A Look at the Personal Comfort Doctrine And “In The Course of” Requirement

The Court of Appeals of Virginia recently had occasion to address the “in the course of” requirement as well as the personal comfort doctrine in the case of Newman Knight Frank and Zurich American Insurance Company v. The Estate of Bruce A. Williams, Record No.: 0600-20-2 (November 4, 2020).

The Court of Appeals affirmed the Commission’s award of death benefits finding that credible evidence supported the Commission’s finding that decedent was either resting before his shift or working. Furthermore, the Court of Appeals held that the Commission did not err in determining that, regardless of which was true, decedent’s injury arose out of and in the course of his employment.

Decedent worked as a master electrician for the employer. He was known by employer to occasionally spend the night at work. The evidence revealed that, after working his shift the day before and working through the night, decedent’s van entered the parking garage shortly after 8:00 a.m.—within two hours of his next work shift. Decedent was found sitting upright in his van in the second-row seating. Decedent was slouched slightly forward with his hand outstretched. He had a blanket over his legs and on the seat next to him were his work pad, schematics, and a pen. His work tools were in the vehicle with him. Furthermore, at 7:15 a.m., shortly before he went to the parking garage, decedent had notified employer that he identified a new problem with the boiler system that was unrelated to his other work that morning or the prior evening. Decedent’s cause of death was determined to be carbon monoxide poisoning.

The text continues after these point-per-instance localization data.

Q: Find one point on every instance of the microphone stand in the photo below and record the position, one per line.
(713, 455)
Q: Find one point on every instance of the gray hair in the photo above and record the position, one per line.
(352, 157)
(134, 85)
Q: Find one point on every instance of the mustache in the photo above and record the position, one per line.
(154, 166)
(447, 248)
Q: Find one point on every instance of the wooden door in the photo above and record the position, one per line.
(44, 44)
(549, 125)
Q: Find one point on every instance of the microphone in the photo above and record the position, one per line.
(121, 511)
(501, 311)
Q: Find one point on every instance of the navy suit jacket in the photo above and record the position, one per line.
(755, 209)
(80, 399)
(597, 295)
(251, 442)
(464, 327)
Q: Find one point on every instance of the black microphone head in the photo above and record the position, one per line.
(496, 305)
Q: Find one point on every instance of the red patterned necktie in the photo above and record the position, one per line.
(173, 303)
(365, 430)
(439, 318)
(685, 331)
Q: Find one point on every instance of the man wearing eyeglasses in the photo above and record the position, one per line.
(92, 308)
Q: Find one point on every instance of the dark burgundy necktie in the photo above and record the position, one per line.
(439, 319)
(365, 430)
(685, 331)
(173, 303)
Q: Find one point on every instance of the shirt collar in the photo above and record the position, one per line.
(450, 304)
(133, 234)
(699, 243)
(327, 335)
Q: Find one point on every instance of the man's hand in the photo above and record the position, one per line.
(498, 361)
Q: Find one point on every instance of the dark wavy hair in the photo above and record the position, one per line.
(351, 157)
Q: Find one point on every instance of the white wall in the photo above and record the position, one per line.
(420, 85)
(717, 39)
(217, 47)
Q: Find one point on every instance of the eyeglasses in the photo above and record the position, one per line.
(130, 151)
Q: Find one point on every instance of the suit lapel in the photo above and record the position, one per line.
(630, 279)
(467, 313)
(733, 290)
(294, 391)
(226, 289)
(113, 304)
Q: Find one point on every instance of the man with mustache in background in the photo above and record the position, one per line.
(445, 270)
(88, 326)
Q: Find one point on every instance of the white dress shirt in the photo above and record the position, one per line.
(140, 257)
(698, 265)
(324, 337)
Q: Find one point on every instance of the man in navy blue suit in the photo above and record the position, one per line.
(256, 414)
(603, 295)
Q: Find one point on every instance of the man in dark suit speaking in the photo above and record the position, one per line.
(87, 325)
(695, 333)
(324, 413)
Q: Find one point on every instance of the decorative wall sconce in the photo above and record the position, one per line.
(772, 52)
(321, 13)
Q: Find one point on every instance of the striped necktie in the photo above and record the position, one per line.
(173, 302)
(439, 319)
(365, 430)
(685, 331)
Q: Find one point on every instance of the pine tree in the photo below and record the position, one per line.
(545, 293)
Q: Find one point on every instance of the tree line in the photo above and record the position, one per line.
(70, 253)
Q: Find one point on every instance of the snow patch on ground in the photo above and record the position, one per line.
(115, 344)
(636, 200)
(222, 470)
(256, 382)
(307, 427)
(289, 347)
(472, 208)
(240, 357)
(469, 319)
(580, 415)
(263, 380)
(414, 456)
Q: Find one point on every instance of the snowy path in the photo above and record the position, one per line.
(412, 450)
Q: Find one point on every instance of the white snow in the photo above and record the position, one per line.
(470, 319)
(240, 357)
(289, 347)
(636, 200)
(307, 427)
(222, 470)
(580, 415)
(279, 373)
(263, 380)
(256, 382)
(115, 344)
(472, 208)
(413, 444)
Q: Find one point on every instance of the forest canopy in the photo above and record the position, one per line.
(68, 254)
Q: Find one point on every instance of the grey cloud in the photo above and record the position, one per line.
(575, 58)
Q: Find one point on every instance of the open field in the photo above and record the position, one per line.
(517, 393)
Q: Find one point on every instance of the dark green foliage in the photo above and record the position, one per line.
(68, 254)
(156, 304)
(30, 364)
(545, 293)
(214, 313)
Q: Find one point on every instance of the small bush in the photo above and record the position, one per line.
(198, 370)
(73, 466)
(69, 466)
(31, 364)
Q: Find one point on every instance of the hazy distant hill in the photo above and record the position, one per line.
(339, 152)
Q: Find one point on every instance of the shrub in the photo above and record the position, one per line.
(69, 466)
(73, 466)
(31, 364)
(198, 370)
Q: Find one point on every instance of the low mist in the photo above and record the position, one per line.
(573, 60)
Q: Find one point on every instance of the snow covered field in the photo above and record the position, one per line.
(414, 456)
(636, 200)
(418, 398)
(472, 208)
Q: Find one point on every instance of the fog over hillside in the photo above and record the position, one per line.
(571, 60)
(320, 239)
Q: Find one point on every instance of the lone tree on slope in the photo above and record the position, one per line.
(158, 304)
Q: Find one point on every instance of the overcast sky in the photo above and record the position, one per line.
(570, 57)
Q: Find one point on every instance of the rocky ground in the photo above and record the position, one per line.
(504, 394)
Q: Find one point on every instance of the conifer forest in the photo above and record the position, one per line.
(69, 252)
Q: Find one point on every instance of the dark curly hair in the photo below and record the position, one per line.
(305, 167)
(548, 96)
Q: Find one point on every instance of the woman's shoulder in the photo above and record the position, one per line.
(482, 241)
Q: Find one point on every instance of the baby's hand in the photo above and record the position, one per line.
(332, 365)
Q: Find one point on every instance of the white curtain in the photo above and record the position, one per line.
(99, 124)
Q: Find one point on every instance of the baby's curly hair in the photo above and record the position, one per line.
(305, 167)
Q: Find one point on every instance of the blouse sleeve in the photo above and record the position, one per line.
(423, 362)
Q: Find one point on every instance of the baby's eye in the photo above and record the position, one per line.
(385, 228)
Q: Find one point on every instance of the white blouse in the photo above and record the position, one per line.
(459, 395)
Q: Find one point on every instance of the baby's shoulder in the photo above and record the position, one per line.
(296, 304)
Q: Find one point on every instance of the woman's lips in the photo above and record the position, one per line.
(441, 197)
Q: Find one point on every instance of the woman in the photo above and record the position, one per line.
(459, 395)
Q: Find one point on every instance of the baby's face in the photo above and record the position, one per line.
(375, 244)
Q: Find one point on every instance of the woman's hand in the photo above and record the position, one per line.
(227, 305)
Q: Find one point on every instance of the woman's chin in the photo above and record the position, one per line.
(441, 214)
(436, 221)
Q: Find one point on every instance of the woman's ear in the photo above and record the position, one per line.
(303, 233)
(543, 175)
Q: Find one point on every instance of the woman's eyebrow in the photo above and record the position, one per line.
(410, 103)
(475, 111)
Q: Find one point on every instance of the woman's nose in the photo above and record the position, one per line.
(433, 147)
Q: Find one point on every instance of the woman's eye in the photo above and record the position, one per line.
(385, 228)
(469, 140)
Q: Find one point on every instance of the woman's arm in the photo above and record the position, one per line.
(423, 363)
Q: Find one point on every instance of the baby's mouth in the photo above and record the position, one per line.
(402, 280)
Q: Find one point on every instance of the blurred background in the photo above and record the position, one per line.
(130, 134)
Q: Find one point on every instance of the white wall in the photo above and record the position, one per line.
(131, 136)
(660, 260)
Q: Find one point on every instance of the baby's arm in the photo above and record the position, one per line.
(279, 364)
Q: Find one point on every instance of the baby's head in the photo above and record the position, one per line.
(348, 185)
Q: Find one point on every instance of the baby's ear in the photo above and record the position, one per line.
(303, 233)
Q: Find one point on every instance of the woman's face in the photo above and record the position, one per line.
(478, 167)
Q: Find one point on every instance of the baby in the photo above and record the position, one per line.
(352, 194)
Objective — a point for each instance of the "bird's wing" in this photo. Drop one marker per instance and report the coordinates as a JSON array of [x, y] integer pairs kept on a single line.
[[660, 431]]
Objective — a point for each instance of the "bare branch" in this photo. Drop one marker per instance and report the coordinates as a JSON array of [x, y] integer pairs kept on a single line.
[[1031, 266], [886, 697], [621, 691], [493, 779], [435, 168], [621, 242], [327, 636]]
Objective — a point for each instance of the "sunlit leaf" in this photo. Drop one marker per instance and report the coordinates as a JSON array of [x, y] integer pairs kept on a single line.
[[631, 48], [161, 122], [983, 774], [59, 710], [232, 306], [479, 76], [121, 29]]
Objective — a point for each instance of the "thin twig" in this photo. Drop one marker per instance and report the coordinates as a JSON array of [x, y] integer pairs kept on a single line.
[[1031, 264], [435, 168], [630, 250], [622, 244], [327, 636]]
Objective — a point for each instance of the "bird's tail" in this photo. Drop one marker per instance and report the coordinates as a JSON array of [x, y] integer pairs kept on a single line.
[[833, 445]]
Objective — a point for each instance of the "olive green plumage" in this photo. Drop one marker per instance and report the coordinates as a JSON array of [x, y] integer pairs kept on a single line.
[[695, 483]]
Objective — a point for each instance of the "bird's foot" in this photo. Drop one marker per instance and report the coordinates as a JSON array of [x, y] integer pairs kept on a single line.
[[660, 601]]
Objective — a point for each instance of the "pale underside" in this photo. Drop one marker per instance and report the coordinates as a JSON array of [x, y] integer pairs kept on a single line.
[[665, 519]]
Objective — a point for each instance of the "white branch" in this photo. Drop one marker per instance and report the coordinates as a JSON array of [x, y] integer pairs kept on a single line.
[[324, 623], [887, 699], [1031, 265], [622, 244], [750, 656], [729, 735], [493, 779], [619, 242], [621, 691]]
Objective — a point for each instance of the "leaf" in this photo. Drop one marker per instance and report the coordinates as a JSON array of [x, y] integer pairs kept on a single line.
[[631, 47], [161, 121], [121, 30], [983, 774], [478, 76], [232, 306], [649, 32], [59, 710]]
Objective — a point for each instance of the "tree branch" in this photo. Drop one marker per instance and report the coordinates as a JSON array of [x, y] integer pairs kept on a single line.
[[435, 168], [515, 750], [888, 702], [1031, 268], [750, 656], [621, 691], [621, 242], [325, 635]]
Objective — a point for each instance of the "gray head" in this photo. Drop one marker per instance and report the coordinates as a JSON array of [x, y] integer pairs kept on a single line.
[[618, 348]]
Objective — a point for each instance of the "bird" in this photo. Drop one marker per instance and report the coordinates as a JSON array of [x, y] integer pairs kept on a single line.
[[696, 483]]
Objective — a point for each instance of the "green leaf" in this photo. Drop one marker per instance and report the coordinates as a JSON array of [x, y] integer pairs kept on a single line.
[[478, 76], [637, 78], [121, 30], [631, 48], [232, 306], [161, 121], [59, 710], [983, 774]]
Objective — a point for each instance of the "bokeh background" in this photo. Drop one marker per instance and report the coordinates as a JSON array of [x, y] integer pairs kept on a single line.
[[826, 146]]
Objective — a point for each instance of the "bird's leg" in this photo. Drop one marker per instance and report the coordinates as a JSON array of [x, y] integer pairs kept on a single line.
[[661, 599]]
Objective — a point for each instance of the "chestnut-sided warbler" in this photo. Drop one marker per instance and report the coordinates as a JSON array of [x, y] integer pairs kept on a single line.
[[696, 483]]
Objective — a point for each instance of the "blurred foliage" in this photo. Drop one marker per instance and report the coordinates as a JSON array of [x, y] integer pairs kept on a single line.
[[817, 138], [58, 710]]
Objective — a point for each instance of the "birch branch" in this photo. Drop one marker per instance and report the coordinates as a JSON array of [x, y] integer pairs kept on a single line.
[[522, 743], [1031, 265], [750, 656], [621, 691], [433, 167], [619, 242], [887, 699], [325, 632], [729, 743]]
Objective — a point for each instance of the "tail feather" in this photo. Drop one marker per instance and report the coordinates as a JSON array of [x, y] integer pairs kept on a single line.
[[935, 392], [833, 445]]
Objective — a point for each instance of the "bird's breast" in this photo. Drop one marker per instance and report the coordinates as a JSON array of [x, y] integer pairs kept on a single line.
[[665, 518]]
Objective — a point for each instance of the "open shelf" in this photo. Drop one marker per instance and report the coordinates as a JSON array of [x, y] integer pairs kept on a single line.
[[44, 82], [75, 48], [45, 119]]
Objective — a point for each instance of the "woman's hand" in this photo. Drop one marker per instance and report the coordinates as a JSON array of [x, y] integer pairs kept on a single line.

The Court of Appeals held that whether the decedent was working or resting, either would satisfy the standard for compensability. The Court of Appeals held that assuming decedent opted to continue working, it was not unreasonable nor unexpected that he chose to use his vehicle as a workspace. Furthermore, the Court of Appeals held that if decedent was resting prior to his shift, they had no difficulty determining that the personal comfort doctrine applied. The Court of Appeals held that if decedent retreated to his vehicle to rest for the few hours he was afforded, it was for his personal comfort and incidental to the requirements of his job. The Court of Appeals held that it did not need to reach the question of whether the personal comfort doctrine only satisfied the “in the course of employment” prong and not whether the injury “arose out of” the employment. The Court noted that even if the personal comfort doctrine failed to satisfy the “arising out of” prong, the decedent’s injury arose from his employment “if he was resting for the same reasons that decedent’s injury arose from his employment if he was working: his employment afforded him no time to return home and no temporary lodgings.”